Well it has been an interesting week to say the least. I have LOVED having my head shaved. I love how fast I can get ready. I love how I can quickly jump in and out of the shower and throw on some make-up and go. I love how you don't have to think about this aspect of yourself and making yourself pretty, and how you come to realize that you are a beautiful person and "hair" doesn't make you more beautiful (maybe it does a little). Blake loves me hair-less too:) It's always a bonus when your spouse still finds your attractive, maybe even more attractive without hair. I was thrilled when we went to pack my bags for Blake's Grandma's funeral and I didn't need to throw in my blow dryer, the curling iron, the straightner.....oh my the list of hair care products. My one complaint, if I may just have one, is that you don't realize how much heat is held in by your hair and how freezing cold your whole body is when your hair is gone. I have been wearing a beanie around the house to stay warm. I bought a new wardrobe of hats (prior to the shave), thinking that I was going to be wearing hats every day, but they feel really funny on a bald head. There is all of this dead space above the hat and it is a weird feeling. The down side of wearing my beanie every day is I am breaking out across my forehead because I am constantly wearing my beanie.

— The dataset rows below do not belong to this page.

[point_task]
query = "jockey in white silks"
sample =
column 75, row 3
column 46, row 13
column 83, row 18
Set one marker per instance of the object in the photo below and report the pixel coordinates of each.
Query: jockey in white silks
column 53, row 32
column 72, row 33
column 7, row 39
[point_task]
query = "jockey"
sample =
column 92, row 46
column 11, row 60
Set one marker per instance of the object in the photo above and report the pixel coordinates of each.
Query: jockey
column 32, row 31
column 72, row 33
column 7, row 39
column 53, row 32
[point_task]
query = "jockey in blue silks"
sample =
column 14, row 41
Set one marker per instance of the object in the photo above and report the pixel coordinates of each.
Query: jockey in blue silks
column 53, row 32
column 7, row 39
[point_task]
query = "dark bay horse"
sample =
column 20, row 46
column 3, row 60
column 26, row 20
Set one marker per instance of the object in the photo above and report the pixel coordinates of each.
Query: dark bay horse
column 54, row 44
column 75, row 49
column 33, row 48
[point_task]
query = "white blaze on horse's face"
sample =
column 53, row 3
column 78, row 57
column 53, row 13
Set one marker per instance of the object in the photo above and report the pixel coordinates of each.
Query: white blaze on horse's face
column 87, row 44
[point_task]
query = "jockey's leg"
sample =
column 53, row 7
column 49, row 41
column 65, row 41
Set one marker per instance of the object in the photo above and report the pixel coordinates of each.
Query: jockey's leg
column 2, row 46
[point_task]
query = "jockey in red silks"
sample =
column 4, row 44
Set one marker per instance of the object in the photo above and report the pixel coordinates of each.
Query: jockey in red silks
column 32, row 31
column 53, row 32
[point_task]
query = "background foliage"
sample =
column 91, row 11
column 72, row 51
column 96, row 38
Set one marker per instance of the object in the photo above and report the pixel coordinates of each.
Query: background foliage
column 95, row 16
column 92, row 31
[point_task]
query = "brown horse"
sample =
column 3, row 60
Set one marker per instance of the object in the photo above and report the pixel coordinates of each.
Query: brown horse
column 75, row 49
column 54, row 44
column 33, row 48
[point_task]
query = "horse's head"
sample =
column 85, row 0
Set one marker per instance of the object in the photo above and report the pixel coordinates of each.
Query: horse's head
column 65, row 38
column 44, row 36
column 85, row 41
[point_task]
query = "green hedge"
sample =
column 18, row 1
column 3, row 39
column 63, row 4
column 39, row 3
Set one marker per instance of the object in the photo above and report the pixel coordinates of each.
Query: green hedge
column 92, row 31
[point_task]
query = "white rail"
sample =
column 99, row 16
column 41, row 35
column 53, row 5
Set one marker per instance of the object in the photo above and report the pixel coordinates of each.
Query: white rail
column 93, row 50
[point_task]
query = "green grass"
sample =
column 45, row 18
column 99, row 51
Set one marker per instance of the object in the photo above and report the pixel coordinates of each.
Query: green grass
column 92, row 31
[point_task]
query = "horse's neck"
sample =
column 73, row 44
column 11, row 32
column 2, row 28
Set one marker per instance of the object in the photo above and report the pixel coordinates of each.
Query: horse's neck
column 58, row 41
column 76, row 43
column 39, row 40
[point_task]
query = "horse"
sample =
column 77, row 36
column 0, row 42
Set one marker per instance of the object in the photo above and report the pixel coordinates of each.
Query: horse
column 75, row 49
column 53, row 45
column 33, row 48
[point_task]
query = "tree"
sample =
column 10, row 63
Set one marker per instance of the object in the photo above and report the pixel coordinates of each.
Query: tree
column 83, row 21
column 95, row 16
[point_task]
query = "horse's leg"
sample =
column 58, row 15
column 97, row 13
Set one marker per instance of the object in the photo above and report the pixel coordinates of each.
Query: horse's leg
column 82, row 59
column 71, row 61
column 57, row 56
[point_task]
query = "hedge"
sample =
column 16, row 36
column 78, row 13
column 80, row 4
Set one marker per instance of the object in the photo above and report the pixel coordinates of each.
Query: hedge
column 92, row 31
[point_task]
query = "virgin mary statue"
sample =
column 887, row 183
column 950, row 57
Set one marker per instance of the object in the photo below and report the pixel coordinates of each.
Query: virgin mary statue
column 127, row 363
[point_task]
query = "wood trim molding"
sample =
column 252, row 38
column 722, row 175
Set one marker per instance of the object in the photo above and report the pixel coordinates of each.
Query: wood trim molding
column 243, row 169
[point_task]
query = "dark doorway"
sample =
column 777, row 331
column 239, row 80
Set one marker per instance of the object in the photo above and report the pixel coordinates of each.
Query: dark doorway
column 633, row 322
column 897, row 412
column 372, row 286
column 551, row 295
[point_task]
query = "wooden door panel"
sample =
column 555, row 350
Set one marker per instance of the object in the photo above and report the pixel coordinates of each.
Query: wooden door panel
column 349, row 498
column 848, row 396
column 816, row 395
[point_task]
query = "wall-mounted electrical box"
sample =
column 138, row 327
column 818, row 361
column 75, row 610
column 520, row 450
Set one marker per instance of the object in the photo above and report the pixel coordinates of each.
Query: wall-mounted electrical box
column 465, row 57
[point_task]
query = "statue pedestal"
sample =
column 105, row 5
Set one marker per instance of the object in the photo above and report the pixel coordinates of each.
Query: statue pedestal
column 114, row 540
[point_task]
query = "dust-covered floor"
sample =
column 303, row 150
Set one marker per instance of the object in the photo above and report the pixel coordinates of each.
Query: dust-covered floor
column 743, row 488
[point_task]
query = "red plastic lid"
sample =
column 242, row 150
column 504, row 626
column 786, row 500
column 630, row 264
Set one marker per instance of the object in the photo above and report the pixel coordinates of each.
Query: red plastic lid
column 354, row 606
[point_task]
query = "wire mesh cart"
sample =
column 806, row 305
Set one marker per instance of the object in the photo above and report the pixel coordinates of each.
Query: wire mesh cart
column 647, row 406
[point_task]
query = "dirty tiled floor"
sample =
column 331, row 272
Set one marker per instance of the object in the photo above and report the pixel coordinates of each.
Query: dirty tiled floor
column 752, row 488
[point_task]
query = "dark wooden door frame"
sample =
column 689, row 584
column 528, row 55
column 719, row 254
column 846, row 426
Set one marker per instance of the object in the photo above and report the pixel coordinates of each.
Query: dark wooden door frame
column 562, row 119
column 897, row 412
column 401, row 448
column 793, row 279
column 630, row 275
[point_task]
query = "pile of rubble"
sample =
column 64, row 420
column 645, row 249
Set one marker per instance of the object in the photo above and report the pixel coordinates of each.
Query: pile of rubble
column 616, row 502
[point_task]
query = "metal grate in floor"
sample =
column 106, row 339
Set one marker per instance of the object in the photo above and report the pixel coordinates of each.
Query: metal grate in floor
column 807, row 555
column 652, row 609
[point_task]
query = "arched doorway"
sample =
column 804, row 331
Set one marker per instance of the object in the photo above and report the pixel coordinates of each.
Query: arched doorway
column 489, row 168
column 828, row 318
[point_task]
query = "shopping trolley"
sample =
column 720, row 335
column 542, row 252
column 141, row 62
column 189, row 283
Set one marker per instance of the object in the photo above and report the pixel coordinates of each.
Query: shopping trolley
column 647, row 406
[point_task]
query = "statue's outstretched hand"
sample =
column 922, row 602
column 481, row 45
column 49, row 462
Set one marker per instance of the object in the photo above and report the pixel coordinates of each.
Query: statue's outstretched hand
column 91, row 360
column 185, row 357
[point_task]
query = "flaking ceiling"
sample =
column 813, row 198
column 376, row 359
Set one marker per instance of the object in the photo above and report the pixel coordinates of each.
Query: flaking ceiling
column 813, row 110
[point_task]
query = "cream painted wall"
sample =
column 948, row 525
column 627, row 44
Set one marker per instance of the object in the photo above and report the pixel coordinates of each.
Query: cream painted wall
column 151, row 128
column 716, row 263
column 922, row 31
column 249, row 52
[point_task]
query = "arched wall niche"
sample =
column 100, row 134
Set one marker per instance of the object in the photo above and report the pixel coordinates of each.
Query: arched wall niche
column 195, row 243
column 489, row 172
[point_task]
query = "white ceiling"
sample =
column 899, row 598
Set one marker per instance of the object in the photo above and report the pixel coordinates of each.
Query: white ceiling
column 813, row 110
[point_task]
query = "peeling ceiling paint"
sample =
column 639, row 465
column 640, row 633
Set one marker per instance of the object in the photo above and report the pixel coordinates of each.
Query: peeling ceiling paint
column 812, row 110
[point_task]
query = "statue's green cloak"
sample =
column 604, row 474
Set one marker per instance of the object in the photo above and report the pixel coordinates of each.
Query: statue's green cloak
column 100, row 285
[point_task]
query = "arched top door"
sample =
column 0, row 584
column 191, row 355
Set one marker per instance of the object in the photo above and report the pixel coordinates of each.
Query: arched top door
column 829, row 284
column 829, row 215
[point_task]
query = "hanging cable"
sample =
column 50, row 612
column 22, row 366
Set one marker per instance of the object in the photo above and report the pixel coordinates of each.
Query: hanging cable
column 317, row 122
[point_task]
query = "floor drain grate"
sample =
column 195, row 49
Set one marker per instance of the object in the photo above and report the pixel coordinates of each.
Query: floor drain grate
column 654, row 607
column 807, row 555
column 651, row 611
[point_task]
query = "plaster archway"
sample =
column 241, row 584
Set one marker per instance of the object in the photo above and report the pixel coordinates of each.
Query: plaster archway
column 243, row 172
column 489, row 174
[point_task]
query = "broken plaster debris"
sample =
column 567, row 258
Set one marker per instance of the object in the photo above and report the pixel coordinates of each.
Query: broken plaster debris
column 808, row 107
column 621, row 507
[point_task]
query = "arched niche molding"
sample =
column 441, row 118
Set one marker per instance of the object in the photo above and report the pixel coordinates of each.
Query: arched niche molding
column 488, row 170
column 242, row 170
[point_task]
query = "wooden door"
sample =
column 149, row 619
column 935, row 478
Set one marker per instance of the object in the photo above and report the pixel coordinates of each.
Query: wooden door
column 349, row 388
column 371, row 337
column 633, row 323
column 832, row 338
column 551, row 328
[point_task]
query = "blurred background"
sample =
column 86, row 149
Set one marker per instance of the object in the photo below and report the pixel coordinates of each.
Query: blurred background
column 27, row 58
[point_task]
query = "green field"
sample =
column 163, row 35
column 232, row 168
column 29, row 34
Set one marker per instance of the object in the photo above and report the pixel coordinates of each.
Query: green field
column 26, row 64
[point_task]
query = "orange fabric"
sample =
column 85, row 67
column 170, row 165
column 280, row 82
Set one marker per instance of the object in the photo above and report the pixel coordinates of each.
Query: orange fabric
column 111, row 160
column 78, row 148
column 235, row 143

My friend had mentioned how she was going to record thoughts from her first week bald and I really liked the idea and wanted to share some of my experiences. Some observations that I have had out in public the last week have been unexpected and surprising. I truly forget that I have no hair and so having lots of random acts of kindness has been so appreciated. It makes me realize that I need to go out of my way and be the initiator of random kindness towards others, just because it makes you feel good.
When I go out in public I don't wear anything over my head, I usually just wear my beanie around the house. I have only had good things to say about how nice people have been. I don't know what their thoughts are when they look at me, I'm assuming most people think I have cancer, but everyone has been so compassionate. Complete strangers will just walk up and say, "how are you?", "are you doing okay?" Depending on my time frame, I will fill them in on the scoop of what my cause was, but other times I have just responded that we are doing GREAT! Besides peoples concerns that they have expressed verbally, people have been so kind in their actions. Whether it has been people letting me go in front of them in a line, people offering to bring dinner and pie over (Blake was a little mad I didn't take this offer up), people are so nice. It is interesting that I don't get these actions of kindness in a "normal" day of life, but I guess we can all start to be more aware of others and offer kindness ourselves.
Here is one week post-shave
I am sad that my hair is truly growing fast. I have contemplated whether I am going to shave it again because I am enjoying my time not doing my hair. I know it still doesn't require maintenance at this point, but soon enough I will have to weigh the decision whether to let it grow or buzz again.
3 comments:
I like it! No hair prep sounds fabulous!
What a neat post Kim, thanks for sharing :)
I love my short hair--once you try it, there's no going back. You go girl!